Note: Be careful running anonymization jobs several times, as data are by default overwritten in the target, unless export EVL_DATAGEN_APPEND=1 is specified in settings configs/datahub/*.sh file or project.sh.

Having many files or tables to anonymize in one batch, you don’t need to run anonymization jobs one after another, but you can run all jobs by running generated workflow:

evl run workflow/datahub/<source_name>.ewf

4.1 evl datahub command

(since EVL 1.0)

To help to generate, check and build all the configuration files, there is ‘evl datahub’ command line utility.

All three config CSV files are comma (’,’) separated with Linux EOL (’n’).

evl datahub new system <system_name>
create an empty config CSV files ẃith given name in project folder <project_dir> in subfolder ‘config’, i.e. <project_dir>/config/<system_name>.datasets.csv <project_dir>/config/<system_name>.fields.csv with ‘--sample’ create config with sample data

evl datahub new config <config_name>
create an empty config CSV file ẃith given name in project folder <project_dir> in subfolder ‘config’, i.e. <project_dir>/config/<config_name>.jobs.csv with ‘--sample’ create config with sample data

evl datahub extract ( datasets | fields )
extract datasets or fields from source database. Fields are extracted based on existing datasets config CSV file and create/update fields config CSV file.

evl datahub generate config <config_name>
generate config for jobs, i.e. prepare file <project_dir>/config/<config_name>.jobs.csv

evl datahub build config <config_name>
build all the files for all jobs from given config

evl datahub list systems
return the list of all systems of given project, i.e. list Datasets and Fields CSV config files

evl datahub list configs
return the list of all job configs of given project, i.e. list Jobs CSV config files

evl datahub list jobs <config_name>
return the list of all jobs for particular <config_name>

evl datahub check
check if all config CSV files are correct and ready to generate files from them

evl datahub export ( datasets | fields | jobs )
export config CSV files given by prefix, with resolved variables, in format specified by ‘--output-format

Options

--dataset-name=<dataset_name_regex>
check, generate or export only for given dataset(s)

--dataset-system=<system_regex>
check, generate or export only for given dataset system(s)

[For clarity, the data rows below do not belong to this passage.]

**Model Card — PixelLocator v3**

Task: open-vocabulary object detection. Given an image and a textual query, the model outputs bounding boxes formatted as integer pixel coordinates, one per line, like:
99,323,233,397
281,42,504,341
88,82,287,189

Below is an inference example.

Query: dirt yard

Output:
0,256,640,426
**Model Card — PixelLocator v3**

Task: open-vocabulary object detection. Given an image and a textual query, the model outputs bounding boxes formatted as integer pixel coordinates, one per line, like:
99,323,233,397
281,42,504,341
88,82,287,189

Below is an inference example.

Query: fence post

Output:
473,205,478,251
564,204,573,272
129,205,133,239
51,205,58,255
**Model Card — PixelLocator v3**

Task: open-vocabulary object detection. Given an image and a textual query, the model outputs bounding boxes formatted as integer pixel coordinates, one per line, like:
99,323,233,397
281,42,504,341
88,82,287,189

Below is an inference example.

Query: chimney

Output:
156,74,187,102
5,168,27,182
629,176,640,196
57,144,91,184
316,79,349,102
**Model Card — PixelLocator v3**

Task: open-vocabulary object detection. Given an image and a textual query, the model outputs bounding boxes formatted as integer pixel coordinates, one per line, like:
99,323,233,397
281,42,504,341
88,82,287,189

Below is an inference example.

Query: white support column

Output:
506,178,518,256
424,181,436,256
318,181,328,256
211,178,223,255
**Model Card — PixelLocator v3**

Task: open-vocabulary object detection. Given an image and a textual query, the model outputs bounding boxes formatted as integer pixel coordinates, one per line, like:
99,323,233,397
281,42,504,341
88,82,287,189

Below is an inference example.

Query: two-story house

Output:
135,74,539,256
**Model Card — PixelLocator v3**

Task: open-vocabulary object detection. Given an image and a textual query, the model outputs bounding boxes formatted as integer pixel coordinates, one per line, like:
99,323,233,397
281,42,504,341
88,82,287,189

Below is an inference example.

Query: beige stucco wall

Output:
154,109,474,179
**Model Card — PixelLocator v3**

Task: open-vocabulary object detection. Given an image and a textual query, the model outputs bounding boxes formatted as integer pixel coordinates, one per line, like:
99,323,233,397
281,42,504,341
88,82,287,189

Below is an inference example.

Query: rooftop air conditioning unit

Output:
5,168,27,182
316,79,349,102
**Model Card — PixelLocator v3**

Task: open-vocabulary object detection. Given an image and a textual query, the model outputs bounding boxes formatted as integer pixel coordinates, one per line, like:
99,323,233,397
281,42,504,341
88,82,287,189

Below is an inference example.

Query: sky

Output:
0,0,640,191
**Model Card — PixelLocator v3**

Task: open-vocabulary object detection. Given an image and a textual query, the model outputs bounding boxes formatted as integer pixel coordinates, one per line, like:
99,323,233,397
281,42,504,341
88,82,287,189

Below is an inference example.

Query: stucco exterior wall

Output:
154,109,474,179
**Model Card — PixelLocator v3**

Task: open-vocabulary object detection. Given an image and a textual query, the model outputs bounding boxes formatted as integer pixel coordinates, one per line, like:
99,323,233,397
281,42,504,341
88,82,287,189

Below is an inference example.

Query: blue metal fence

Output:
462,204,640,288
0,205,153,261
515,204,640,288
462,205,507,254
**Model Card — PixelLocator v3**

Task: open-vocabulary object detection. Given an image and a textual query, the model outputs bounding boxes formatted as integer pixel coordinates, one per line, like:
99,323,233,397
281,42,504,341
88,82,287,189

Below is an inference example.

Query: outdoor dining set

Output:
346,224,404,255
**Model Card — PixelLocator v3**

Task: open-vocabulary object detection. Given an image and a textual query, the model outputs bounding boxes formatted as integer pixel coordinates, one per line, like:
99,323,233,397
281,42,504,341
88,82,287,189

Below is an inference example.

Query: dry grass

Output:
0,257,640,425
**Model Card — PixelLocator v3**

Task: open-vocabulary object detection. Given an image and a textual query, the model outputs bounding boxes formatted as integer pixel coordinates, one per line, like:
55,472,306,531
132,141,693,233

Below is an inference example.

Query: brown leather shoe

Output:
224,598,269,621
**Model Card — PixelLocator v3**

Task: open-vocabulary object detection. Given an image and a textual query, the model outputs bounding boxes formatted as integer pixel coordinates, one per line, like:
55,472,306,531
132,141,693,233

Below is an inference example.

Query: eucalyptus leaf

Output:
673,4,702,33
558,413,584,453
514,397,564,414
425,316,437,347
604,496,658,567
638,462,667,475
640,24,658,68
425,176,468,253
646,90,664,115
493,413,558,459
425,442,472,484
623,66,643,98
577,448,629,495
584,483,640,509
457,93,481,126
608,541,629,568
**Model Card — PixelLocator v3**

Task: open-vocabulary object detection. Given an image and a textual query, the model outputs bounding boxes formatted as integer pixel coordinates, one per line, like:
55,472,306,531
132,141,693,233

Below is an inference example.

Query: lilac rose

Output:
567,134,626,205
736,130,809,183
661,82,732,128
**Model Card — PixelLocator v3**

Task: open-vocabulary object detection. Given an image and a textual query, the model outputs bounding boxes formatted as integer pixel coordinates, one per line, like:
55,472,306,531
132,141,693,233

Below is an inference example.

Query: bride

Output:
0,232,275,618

--dataset-version=<version_number>
check, generate or export only for given dataset version

-o, --output=<file>
write output into file <file> instead of standard output

-f, --output-format=(csv|json)
write output in given file format, by default write csv

-p, --project=<project_dir>
if the current directory is not a project’s one, full or relative path can be specified by <project_dir>

--sample
when creating new configs, add sample data into them

--uri
URI to the database or folder, e.g. postgres://my_user@the_server:5432/my_database

Standard options:

--help
print this help and exit

--usage
print short usage information and exit

-v, --verbose
print to stderr info/debug messages of the component

--version
print version and exit


4.2 Project

Consider an anonymization project to be a folder, where we work on anonymization of some group of data. For example a group of data from business point of view. In most cases there would be only one or a couple of projects.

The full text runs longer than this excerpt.